Added three tokenizers, one detokenizer and two tokenizer-related word/char list corpora #1282

alvations · 2016-02-04T14:57:21Z

Responding to #1214, here's 3 new tokenizers to add to NLTK. There's still much to do to #1214 though.

Added a wrapper to the REPP tokenizer (http://moin.delph-in.net/ReppTop)
- added 3rd party installation instructions to https://github.com/nltk/nltk/wiki/Installing-Third-Party-Software#repp-tokenizer
- the wrapper works by outputing a list of sentences into a textfile and calling the tokenizer from shell and parsing the output to retrieves the list of tokens.
- Although it is possible to pipe the input strings to REPP instead of output-ing it to file first, it creates problems with locales when the machine isn't set to the utf8, so it's safer to control the file read/write and make sure the REPP is always fed with utf8 inputs.
- it has a tokenize_sents() in addition to the standard tokenize()
Added a python port of the tok-tok.pl (https://github.com/jonsafari/tok-tok/blob/master/tok-tok.pl)
- Note that for the doctest to work seamless across python2 and python3, it's checking the outputs with assert instead of the standard string outputs since the input can be some utf8 chars/strings that cannot be printed out consistently since STDOUT depends on the locale of the users/servers setting.
Added a python port of the Moses tokenizer
- One known issue is how Moses tokenizers handles URL.

Added a python port of the Moses detokenizer
- One known issue is how Moses detokenizer ignores strange unicode punctuation

And there's also two new wordlist and character list corpus added to ease the porting of other tokenizers.

Added the nonbreaking_prefixes wordlist from Moses SMT https://github.com/moses-smt/mosesdecoder/tree/master/scripts/share/nonbreaking_prefixes.
- Note that there is an extra clause added to the WordListCorpusReader object that allows us to specify what kind of lines to ignore, e.g. lines starting with // or # or \n. Since the default WordListCorpusReader ignores blank lines, the default value for the ignore_lines_startswith parameter would be \n.
Added the perluniprops character list from http://perldoc.perl.org/perluniprops.html, these are very useful list of characters when porting Perl tokenizers into Python. Especially when porting Moses SMT tokenize.pl and Cdec SMT's tokenize-anything.sh.
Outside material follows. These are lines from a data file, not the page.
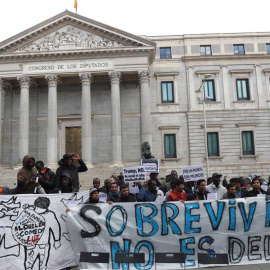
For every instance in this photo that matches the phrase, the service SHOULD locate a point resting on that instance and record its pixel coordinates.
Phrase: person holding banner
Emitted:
(93, 196)
(256, 184)
(231, 192)
(216, 187)
(113, 193)
(201, 192)
(177, 193)
(65, 185)
(66, 165)
(27, 181)
(150, 194)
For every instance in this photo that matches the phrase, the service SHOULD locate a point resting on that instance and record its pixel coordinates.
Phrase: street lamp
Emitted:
(206, 76)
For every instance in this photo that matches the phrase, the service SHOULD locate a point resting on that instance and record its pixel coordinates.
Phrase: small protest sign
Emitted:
(134, 174)
(150, 165)
(102, 197)
(193, 173)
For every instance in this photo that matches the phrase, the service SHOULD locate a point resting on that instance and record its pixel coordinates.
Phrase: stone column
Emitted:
(52, 120)
(116, 118)
(226, 93)
(146, 128)
(261, 98)
(86, 79)
(192, 97)
(24, 117)
(1, 107)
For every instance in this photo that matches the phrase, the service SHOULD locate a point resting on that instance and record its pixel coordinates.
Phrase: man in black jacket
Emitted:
(66, 166)
(46, 176)
(240, 192)
(256, 184)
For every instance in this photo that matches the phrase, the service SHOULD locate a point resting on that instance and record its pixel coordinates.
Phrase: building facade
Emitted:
(71, 84)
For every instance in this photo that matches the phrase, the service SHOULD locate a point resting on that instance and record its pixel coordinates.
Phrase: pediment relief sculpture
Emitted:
(69, 38)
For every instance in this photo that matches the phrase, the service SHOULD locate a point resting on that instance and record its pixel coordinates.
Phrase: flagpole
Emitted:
(76, 5)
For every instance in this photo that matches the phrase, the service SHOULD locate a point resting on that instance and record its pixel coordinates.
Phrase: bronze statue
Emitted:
(146, 151)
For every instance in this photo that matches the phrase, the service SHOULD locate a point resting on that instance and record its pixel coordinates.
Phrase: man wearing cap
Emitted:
(216, 187)
(66, 166)
(94, 196)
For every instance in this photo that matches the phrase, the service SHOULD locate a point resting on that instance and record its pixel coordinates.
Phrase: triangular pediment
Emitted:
(70, 38)
(71, 33)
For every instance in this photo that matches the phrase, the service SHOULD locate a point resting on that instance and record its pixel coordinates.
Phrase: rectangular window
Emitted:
(248, 143)
(209, 90)
(212, 144)
(242, 87)
(165, 53)
(238, 49)
(167, 92)
(268, 48)
(205, 50)
(169, 146)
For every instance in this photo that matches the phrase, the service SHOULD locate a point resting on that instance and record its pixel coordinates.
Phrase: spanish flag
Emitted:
(76, 4)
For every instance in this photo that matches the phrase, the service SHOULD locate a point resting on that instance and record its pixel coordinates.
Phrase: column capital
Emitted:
(52, 79)
(1, 84)
(24, 80)
(115, 77)
(144, 76)
(86, 78)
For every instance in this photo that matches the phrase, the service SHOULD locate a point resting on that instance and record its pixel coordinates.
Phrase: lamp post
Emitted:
(206, 76)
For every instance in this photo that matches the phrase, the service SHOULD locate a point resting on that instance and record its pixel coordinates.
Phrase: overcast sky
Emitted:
(143, 17)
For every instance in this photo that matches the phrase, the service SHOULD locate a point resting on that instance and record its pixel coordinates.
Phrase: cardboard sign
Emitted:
(193, 173)
(134, 174)
(150, 165)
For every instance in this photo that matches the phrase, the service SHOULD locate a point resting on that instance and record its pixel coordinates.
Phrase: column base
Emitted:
(53, 166)
(115, 164)
(89, 165)
(17, 167)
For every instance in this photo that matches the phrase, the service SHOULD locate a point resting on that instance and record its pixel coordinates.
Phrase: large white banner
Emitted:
(37, 233)
(239, 228)
(33, 231)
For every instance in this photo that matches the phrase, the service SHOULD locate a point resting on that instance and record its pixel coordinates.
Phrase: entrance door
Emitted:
(74, 140)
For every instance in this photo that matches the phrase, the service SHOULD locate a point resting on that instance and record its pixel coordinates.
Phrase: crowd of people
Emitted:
(34, 177)
(175, 189)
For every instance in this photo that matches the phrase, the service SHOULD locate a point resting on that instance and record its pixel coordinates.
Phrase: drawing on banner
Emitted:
(33, 230)
(10, 208)
(73, 200)
(9, 211)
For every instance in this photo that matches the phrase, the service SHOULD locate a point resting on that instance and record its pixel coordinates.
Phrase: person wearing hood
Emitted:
(66, 166)
(113, 193)
(46, 176)
(26, 178)
(201, 192)
(65, 185)
(93, 196)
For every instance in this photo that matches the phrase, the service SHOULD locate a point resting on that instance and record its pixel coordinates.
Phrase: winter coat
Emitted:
(47, 180)
(27, 185)
(73, 171)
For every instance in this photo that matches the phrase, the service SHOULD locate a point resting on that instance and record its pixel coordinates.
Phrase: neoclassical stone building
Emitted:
(71, 84)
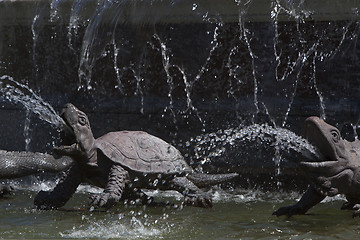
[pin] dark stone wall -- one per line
(236, 74)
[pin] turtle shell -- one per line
(142, 152)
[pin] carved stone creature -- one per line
(15, 164)
(122, 163)
(338, 172)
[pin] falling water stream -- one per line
(228, 84)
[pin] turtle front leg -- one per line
(118, 177)
(193, 195)
(62, 192)
(307, 201)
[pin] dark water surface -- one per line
(243, 214)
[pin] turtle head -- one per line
(326, 138)
(79, 126)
Syncing with bleeding edge develop branch

nschneid · 2016-02-04T15:43:57Z

Thanks! Is it possible to have a documentation blurb discussing the differences between the tokenizers available in NLTK? Languages supported, assumptions about input (already sentence-split?), configurable options, maybe some example sentences that yield different results. Having this all in one place would make it easier for users to choose a tokenizer.

alvations · 2016-02-04T16:12:34Z

@nschneid where should we document that? In nltk.tokeinze.__init__.py? On a github wiki page? On a howto page? Or on all of them?

At some point, it should be on the main NLTK book (http://www.nltk.org/book/) too.

nschneid · 2016-02-04T16:36:56Z

I don't actually know. Maybe somebody else has an opinion.

alvations · 2016-02-05T10:34:16Z

@nschneid let's wait for all the tokenizers to be stable and do the comparison in another PR. There's still a few more to go before we have a full comparison of well-known tokenizers.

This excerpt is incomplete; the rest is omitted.